Le Dieu des Petits Riens

Le Dieu des Petits Riens (The God of Small Things), roman considéré comme semi-autobiographique, écrit par Arundhati Roy et publié en 1997. Traduction de l’anglais par Claude Demanuelli. Il reçoit le prix Booker, toujours en 1997.

Au bout de quelques dizaines de pages à peine, je savais que ce serait un de mes livres préférés. Au début pourtant, je n’avais pas très envie de le lire. En réalité, l’histoire n’a rien à voir avec ce à quoi on pourrait s’attendre. Il ne faut pas trop se poser de questions ni se fier à ce qu’on pense être le thème ou l’idée générale du livre. C’est vraiment un chef-d’œuvre, une histoire à la fois jolie et terrible, racontée avec beaucoup de douceur.

Le Dieu des Petits Riens raconte l’histoire de plusieurs drames. En apparence surtout trois grandes catastrophes, mais en réalité bien plus que ça. Arundhati Roy dépeint sans discrimination les gros drames et les petits drames du quotidien à travers les yeux et les mots d’une paire d’enfants, deux jeunes jumeaux. Un garçon et une fille qui vivent avec leur famille décomposée dans une petite ville d’Inde, ont des préoccupations et des désirs d’enfants, mais se retrouvent confrontés à des histoires d’adultes, des histoires qui finissent parfois mal. C’est extrêmement bien écrit. Une même phrase nous déroule à la fois l’histoire comme elle est vécue par un enfant et ce qu’un adulte y voit. On comprend qu’ils ne comprennent pas tout, tout en sachant parfaitement ce qui se passe. Le récit fait des bonds dans le temps, entre présent et passé, entre contexte, dérapage et conséquences, sans jamais nous perdre ou nous lasser. Difficile de donner une idée du style d’écriture, il faut le lire pour comprendre et voir combien c’est excellent.

C’est très beau et émouvant, et plus encore quand on découvre qu’une grande partie du livre est autobiographique. On ne sait pas jusqu’où.

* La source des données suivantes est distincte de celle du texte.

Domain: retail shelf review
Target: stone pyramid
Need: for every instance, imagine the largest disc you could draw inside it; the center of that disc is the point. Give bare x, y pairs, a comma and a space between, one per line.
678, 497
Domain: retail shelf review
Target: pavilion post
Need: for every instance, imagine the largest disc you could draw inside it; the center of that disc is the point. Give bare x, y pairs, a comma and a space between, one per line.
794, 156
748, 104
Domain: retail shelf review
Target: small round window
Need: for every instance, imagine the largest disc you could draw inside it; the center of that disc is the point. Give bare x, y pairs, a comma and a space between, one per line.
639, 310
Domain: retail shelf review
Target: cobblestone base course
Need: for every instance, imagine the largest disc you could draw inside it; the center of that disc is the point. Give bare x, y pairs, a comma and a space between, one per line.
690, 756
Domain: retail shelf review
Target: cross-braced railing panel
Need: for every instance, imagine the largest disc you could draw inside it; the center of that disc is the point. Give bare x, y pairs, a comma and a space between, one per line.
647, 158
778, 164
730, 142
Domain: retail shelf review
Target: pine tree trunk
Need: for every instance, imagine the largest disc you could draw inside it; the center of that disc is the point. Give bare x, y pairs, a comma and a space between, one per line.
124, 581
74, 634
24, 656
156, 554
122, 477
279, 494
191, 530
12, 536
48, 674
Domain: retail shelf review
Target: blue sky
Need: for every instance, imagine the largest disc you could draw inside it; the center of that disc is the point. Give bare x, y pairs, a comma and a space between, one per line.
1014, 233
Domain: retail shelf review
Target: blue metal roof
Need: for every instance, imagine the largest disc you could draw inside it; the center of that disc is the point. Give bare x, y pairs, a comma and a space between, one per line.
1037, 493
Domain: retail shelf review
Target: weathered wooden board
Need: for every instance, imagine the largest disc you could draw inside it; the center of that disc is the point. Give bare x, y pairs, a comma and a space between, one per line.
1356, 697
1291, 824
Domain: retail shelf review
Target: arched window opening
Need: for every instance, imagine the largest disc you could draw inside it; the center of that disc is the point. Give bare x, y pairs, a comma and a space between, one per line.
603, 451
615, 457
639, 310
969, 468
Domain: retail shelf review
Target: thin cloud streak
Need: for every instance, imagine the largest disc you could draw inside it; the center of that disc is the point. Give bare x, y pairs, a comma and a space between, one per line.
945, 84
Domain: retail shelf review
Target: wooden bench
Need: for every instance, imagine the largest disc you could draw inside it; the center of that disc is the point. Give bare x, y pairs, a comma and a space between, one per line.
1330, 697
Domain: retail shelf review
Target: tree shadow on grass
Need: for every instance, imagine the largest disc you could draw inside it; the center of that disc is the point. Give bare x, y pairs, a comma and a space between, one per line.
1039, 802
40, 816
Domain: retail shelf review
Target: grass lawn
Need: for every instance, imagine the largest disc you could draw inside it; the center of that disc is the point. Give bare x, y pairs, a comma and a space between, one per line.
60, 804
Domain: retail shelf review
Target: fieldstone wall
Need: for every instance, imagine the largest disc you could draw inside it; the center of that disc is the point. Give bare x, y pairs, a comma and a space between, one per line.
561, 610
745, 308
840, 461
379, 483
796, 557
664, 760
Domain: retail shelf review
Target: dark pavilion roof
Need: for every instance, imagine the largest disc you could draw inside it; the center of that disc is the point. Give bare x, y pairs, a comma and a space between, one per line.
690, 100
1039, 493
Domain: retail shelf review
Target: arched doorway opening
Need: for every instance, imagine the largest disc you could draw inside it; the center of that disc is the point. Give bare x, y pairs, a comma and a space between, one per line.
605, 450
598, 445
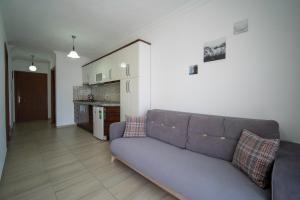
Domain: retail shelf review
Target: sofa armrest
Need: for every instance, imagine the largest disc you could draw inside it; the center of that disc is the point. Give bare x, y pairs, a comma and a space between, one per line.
286, 173
116, 130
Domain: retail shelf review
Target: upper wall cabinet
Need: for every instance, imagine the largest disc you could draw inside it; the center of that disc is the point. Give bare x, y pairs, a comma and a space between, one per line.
129, 61
122, 64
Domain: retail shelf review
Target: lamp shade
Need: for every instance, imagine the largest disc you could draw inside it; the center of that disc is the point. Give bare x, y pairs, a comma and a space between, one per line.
32, 68
73, 54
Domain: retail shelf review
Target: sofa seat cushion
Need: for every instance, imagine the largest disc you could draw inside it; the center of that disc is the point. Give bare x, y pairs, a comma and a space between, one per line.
168, 126
193, 175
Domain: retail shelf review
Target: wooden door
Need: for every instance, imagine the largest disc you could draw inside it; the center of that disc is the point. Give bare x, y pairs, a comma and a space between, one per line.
6, 93
31, 102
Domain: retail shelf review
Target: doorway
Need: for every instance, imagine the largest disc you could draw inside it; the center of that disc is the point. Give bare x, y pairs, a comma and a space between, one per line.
6, 93
31, 98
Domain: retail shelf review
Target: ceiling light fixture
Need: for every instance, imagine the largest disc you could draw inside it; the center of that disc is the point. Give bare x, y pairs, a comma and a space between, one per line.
32, 67
73, 53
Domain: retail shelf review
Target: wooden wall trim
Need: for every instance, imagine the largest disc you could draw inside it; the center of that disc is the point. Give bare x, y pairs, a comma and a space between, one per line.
126, 45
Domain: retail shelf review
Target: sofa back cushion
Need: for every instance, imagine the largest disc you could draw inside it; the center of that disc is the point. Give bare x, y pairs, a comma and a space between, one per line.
217, 136
168, 126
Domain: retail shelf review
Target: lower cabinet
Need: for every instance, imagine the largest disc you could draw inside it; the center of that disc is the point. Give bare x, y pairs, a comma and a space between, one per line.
83, 116
111, 115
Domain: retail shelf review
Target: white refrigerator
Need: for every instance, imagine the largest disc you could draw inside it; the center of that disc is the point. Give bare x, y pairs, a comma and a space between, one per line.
98, 118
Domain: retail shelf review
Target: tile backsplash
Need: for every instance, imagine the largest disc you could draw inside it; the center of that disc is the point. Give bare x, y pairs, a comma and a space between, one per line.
106, 92
81, 92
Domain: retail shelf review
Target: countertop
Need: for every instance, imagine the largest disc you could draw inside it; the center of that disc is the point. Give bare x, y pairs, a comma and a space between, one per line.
97, 103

C’est la seule « fiction » écrite par Arundhati Roy, après ce roman, elle n’a plus publié que des essais ou des articles. Le Dieu des Petits Riens n’est d’ailleurs pas qu’un joli roman et permet à l’auteure de décrire la situation de l’Inde et de dénoncer, l’air de rien, le système des castes, en faisant d’un intouchable un personnage prépondérant, si ce n’est le véritable personnage principal de l’histoire. En conclusion, il faut vraiment lire ce récit. Ce n’est pas une belle histoire, mais c’est un livre magnifique.